Reproducible Training
Adding a seed to your training YAML guarantees that two runs with the same configuration, dataset, and hardware produce byte-identical results. This is essential for ablation studies, debugging, and comparing experiments.
Quick Start
Add two lines to any existing config:
seed: 42
deterministic_cudnn: false # set true only when you need full GPU determinism
That is all. No other changes are required.
What seed Controls
Setting seed calls set_training_seed() as the very first operation in train(), before any model or dataset is created. The following sources of randomness are seeded:
| Source | Mechanism |
|---|---|
Python random module | random.seed(seed) |
NumPy (np.random) | np.random.seed(seed) — crop sampling, CutMix, ClassMix, class-balanced image selection |
| PyTorch CPU | torch.manual_seed(seed) — weight initialisation, Dropout |
| PyTorch CUDA | torch.cuda.manual_seed_all(seed) — GPU kernels |
Python hash (PYTHONHASHSEED) | os.environ["PYTHONHASHSEED"] = str(seed) |
| DataLoader shuffle sampler | torch.Generator().manual_seed(seed) passed to every DataLoader |
| DataLoader workers | _worker_init_fn seeds np.random and random from torch.initial_seed(), which equals seed + worker_id — unique and deterministic per worker |
Because the seed is applied before Model(cfg) is called, model weight initialisation (SMP, timm, HuggingFace, custom architectures) is also reproducible.
deterministic_cudnn
By default (deterministic_cudnn: false), CuDNN selects the fastest convolution algorithm at runtime. This choice can vary between runs, causing tiny floating-point differences on GPU.

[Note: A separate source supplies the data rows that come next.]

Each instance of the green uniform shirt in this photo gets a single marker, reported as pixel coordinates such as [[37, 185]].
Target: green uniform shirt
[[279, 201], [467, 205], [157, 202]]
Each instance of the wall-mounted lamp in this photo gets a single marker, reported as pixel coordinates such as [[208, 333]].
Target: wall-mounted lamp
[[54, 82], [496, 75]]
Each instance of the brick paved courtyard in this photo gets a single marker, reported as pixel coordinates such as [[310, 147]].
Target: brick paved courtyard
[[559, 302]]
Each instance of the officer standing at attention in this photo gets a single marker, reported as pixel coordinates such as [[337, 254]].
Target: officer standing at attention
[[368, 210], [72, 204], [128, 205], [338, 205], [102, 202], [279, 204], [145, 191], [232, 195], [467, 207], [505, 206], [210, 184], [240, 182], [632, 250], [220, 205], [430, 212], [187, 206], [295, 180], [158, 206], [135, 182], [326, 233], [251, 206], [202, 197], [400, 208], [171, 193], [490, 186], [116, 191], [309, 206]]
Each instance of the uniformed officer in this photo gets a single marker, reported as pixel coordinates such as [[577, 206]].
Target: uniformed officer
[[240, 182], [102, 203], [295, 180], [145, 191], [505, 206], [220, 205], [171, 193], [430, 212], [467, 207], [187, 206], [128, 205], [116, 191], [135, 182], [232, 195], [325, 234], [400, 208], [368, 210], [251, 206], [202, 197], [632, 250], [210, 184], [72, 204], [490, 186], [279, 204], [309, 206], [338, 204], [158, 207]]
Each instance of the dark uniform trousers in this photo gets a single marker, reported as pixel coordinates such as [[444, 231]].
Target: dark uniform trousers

Setting deterministic_cudnn: true disables this optimisation:
seed: 42
deterministic_cudnn: true
This forces torch.backends.cudnn.deterministic = True and torch.backends.cudnn.benchmark = False. Training will be fully deterministic on GPU but convolutions may be slower on some architectures.
:::tip When to use deterministic_cudnn
Enable it when debugging a numerical issue or verifying that a code change has zero effect on model output. Leave it false for routine experiments and production training runs.
:::
Full Example Config
See conf/examples/reproducible_training.yaml for a complete annotated example.
The key additions to any existing config are:
# ── Reproducibility ──────────────────────────────────────────────────────────
seed: 42
deterministic_cudnn: false
backbone:
name: mit_b2
input_width: 512
input_height: 512
hyperparameters:
batch_size: 8
epochs: 50
# ... rest of config unchanged
Seeding in Existing Configs
The seed field is optional. Configs without it behave exactly as before — no seeds are set and no performance impact occurs. You can add it to any existing YAML:
# smp_mit_b2.yaml (or any other config)
seed: 42 # add this line
deterministic_cudnn: false # add this line (defaults to false if omitted)
backbone:
# ... existing content unchanged
Python API
If you use the library programmatically rather than through Hydra:
from pytorch_segmentation_models_trainer.utils.seed_utils import set_training_seed
from torch.utils.data import DataLoader
# Call BEFORE creating any model or dataset
generator = set_training_seed(42)
# Pass generator to every DataLoader for reproducible shuffling
train_loader = DataLoader(train_dataset, shuffle=True, generator=generator)
val_loader = DataLoader(val_dataset, shuffle=False, generator=generator)
set_training_seed returns a torch.Generator seeded with the same value. Pass it to all DataLoader instances to make the shuffle order deterministic.
Limitations
- Resume from checkpoint: When resuming with
resume_from_checkpoint, the seed is still applied at the start oftrain(). This seeds weight initialisation (irrelevant for a loaded checkpoint) and resets the DataLoader sampler state. The training sequence from the resumed epoch onwards will be deterministic but different from the sequence that would have continued from the original run. - Multi-GPU (DDP): Each process calls
set_training_seedindependently from the samecfg.seed. PyTorch Lightning synchronises gradients across GPUs, so the training is still reproducible, but each GPU processes a different data shard — as expected. - Non-deterministic custom ops: Third-party CUDA extensions or custom operators that do not honour PyTorch's determinism settings are outside the scope of this feature.